More clues to God’s identity!

One of those right-wing circle-jerks has been going on in Virginia, and the wingnuts are vying to see who can be holiest — it looks like a contest between Newt Gingrich and Mike Huckabee. It’s boring, except, I think, for the revelation about the nature of God.

Huckabee was not to be outdone in the use of hyperbole. The former Republican presidential candidate called the United States a “blessed” nation whose victory against the British in the Revolutionary War was “a miracle from God’s hand,” indeed the same type of miracle that defeated the legalization of gay marriage in California.

Since we know how both of those victories were accomplished, that tells us something about the nature of the agent behind them.

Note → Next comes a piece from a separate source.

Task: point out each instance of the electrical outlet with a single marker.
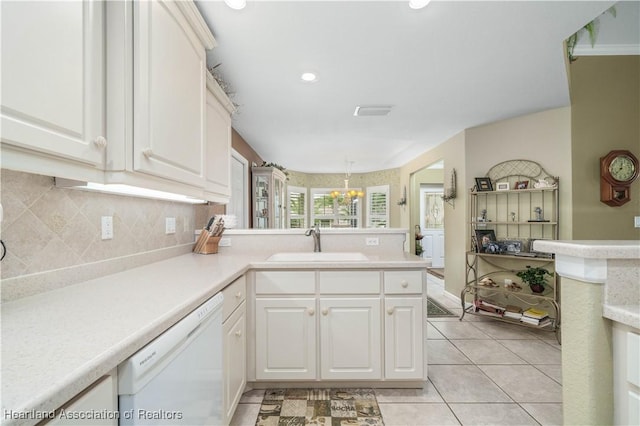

Thanks to Mike Huckabee, we now know that God is a) French, and b) Mormon.

A quick update

I’ve been neglecting you, O Readers! It’s been a busy couple of days out here in sunny Arizona — they keep telling me it is a surprisingly cool weekend, which I take to mean it is a blazing hellhole most of the time — and I’ve been having a grand time attending talks and deferring any worries about what I’m going to say tonight. Here are a few of the highlights:

  • I had a very nice dinner with some weirdos from ASU, and also had a well attended meetup at Rúla Búla. The Trophy Wife and daughter attended for the first time, and they were clearly baffled by all those strange people who wanted their photograph taken with me.

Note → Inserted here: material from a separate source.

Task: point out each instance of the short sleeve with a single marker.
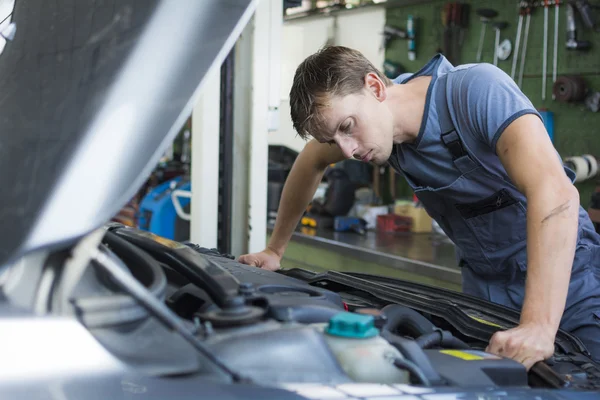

  • I very much enjoyed a talk by William Lobdell, author of the book Losing My Religion: How I Lost My Faith Reporting on Religion in America-and Found Unexpected Peace(amzn/b&n/abe/pwll). It was one of those very humanist talks — lots of empathy for the religious, but pulling no punches at denouncing their problems.

  • Barbara Forrest gave an excellent talk on a familiar subject: how intelligent design creationism really is built on a purely religious foundation. It was very tightly argued — you can see why the creationists fear her. (Buy her book(amzn/b&n/abe/pwll)!)

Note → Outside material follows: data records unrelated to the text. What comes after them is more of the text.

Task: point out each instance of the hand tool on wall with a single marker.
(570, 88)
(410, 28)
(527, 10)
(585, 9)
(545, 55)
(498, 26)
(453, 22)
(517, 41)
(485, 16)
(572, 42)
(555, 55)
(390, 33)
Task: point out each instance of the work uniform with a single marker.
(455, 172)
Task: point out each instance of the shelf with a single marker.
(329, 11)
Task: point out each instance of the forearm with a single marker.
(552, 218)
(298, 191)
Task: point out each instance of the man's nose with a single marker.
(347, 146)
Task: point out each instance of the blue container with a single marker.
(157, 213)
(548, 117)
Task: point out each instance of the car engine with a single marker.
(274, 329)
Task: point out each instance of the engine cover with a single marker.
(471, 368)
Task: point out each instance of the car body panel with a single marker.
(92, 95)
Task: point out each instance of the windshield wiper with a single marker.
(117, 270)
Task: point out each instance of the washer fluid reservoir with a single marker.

  • They had musical entertainment for Friday night: Roy Zimmerman. I coulda swooned. Too bad he didn’t play this one for Lynch’s benefit.

  • John Lynch asked “Was there a Darwinian revolution?” Like a typical history/philosophy science nerd, his answer was yes and no, but mostly no. It’s very annoying that I’ve been finding myself progressively more sympathetic to historical and philosophical questions that I had to agree with him. Darn it. Anyway, you can see his presentation slides, or even watch a podcast of Lynch in action. I think he’s trying to become King of All Media.

  • Norma Ramos gave a powerful speech on women’s rights and the trafficking in women. This was not comfortable or cheerful, but it was important stuff that needed to be said.

  • The Rev. Barry Lynn gave one of his usual great talks — how to tell if you might be a right-wing fundamentalist. Seriously, if you ever have a chance to attend one of his lectures, don’t miss it…he can find the humor in the most horrific excesses of the religious right, and he’s hated by them even more than we atheists are.

OK, now I have to get back to meeting stuff and thinking about what I should say tonight. It’s been a very good conference, so there is some pressure not to be a let-down here!

A heartbreaking absence of empathy

Cheyenne Cherry has a very pretty name. It’s too bad that the person isn’t quite so pretty a human being.

She and an unidentified juvenile allegedly broke into Valerie Hernandez’s Tinton Ave. apartment on May 6 and trashed the place.
Then in a shocking act of animal abuse, they tossed the woman’s kitten, Tiger Lily, into the stove and cranked up the temperature, ASPCA assistant director Joe Pentangelo said.

Cherry told authorities that she and her accomplice “thought we would play a joke on Valerie and mess up her apartment.”
The duo bolted from the apartment with DVDs and packages of noodles, Pentangelo said.

“She didn’t want to hear the cat crying and scratching at the oven door,” Pentangelo said.
Firefighters found the female cat’s remains smoldering in the oven after neighbors complained of smoke coming from Hernandez’s apartment.

I simply do not understand that kind of behavior at all. Why would anyone commit such a random act of unmitigated cruelty? A kitten is a small thing in the world…but it seems to me that how we treat the small and helpless is a measure of how we see ourselves.